Authored by craig.topper on Jan 17 2023, 12:38 PM.

Details

Summary

vfirst has the chance of an early out in a microarchitecture, but
vcpop does not. Though I don't know of such a microarchitecture.

For and/or we only need to know if any 1 exists in the mask (after
invering for AND). So we can use vfirst.

Unfortunately, there is no sgez instruction so we end up needing
to invert an sltz for OR. That might make this not worthwhile if there
isn't a microarchitecture that optimizes vfirst. If the start value
is known to be 0 and the result is used by a branch we will hopefully
end up with a bgez instead.

Posting to collect other opinions.

Diff Detail

Event Timeline

craig.topper created this revision.Jan 17 2023, 12:38 PM
Herald added a project: Restricted Project. · View Herald TranscriptJan 17 2023, 12:38 PM
craig.topper requested review of this revision.Jan 17 2023, 12:38 PM
Herald added a project: Restricted Project. · View Herald TranscriptJan 17 2023, 12:38 PM

Is this early out really a feasible optimization for a microarchitecture?
All I can think about it is: for mask instruction vfirst.m, supposed that there are n = VLen / DataPath microinstructions issued (ideally, they are executed parallelly), then if the first k microinstructions find the 1, we may write the result of vfirst.m back before we get results of the last n-k microinstructions. But I don't see too much gains compared to the extra complexity.

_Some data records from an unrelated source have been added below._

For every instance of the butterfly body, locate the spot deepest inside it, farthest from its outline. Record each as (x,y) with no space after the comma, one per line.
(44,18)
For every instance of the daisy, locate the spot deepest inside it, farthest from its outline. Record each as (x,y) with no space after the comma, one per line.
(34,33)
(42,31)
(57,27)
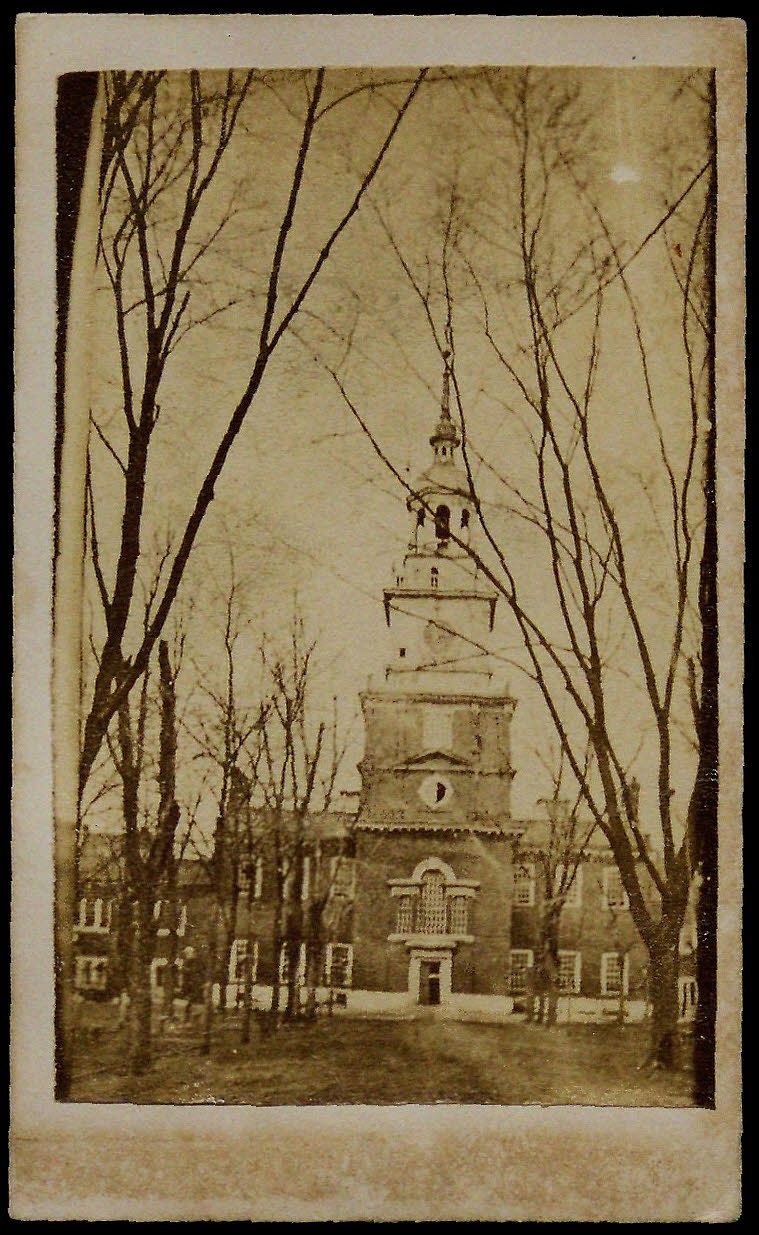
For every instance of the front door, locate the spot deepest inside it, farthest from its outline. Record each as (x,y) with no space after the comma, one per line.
(430,982)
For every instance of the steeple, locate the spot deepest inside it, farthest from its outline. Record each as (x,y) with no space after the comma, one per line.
(446,436)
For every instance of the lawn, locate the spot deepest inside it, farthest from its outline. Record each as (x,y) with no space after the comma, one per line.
(384,1061)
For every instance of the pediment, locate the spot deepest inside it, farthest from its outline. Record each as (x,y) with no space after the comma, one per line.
(435,760)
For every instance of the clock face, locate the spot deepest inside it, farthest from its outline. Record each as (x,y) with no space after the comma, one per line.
(437,637)
(436,791)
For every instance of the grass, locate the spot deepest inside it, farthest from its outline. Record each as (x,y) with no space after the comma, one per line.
(346,1060)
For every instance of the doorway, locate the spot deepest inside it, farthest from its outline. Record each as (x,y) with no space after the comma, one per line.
(430,983)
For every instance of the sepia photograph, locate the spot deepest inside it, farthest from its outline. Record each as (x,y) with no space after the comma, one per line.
(385,593)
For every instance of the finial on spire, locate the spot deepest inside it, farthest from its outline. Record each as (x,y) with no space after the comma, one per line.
(446,432)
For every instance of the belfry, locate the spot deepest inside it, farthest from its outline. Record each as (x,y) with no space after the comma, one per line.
(432,836)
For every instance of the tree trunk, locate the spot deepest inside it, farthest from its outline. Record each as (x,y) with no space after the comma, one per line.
(663,991)
(549,966)
(142,1010)
(211,971)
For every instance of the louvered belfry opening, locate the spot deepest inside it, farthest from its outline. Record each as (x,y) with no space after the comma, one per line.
(432,903)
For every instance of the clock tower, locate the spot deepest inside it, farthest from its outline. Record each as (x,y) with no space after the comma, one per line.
(433,829)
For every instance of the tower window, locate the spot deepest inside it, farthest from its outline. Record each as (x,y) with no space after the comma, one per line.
(442,523)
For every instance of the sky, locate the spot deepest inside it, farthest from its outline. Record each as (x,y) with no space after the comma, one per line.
(304,506)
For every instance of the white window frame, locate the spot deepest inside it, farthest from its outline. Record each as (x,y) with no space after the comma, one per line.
(233,960)
(328,951)
(625,972)
(520,951)
(578,971)
(405,904)
(98,925)
(301,963)
(463,908)
(83,965)
(528,883)
(333,876)
(158,962)
(607,872)
(574,897)
(182,921)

Is this early out really a feasible optimization for a microarchitecture?
All I can think about it is: for mask instruction vfirst.m, supposed that there are n = VLen / DataPath microinstructions issued (ideally, they are executed parallelly), then if the first k microinstructions find the 1, we may write the result of vfirst.m back before we get results of the last n-k microinstructions. But I don't see too much gains compared to the extra complexity.

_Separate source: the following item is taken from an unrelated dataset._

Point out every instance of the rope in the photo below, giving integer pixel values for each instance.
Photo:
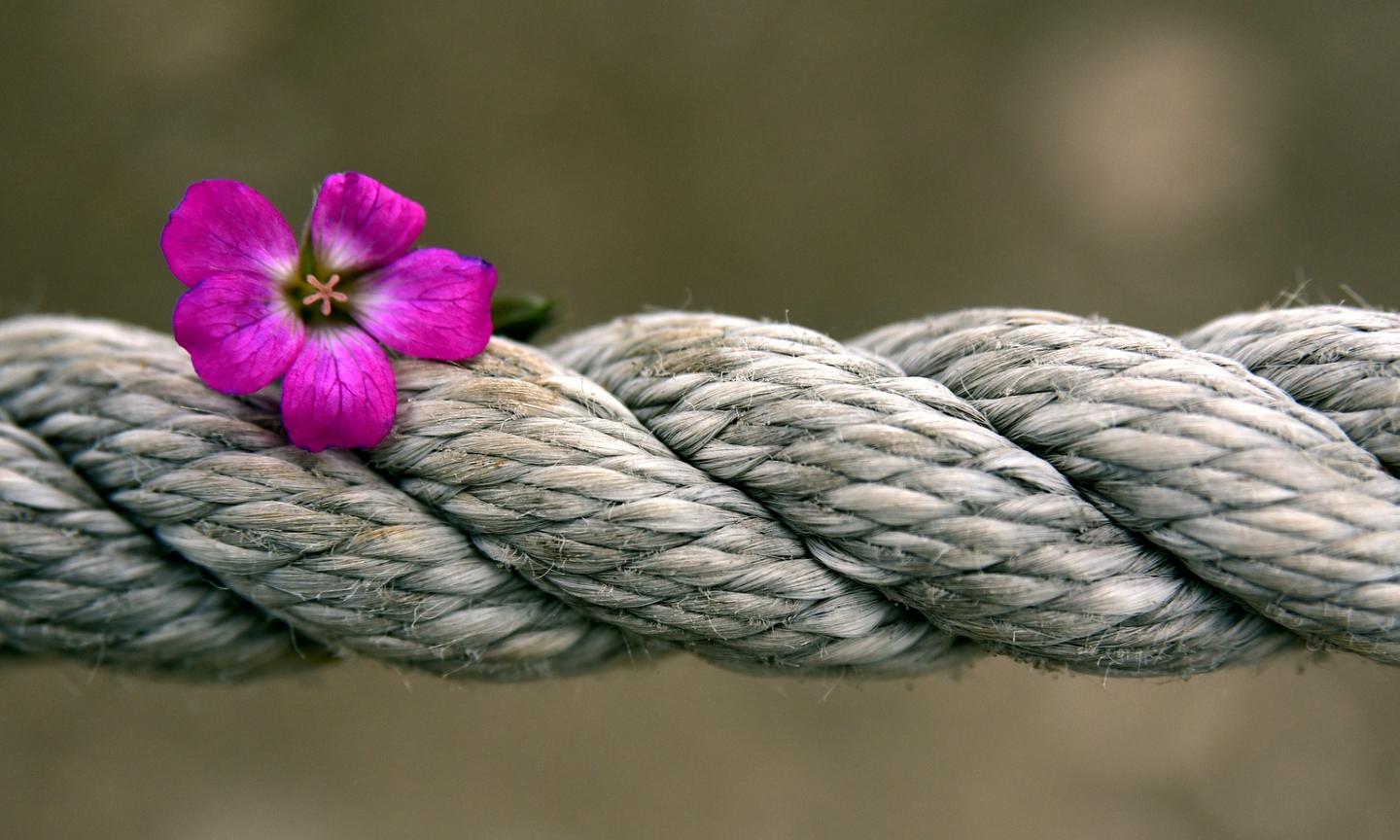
(1072, 493)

The question of gains has to do with how many rounds could be saved using this early out approach. It could be as much as VLen - 1 if DataPath = 1, it could be none if DataPath = VLen, or it could be somewhere in between.

It looks like using vfirst in the test cases above to implement the reduction lead to the same or one additional number of instructions. I wonder if the early out using vfirst makes up for the (possibly) additional instruction.

craig.topper abandoned this revision.Jan 30 2023, 2:30 PM

It feels not likely that a microarchitecture would want to implement a data dependent optimization that would make this worthwhile.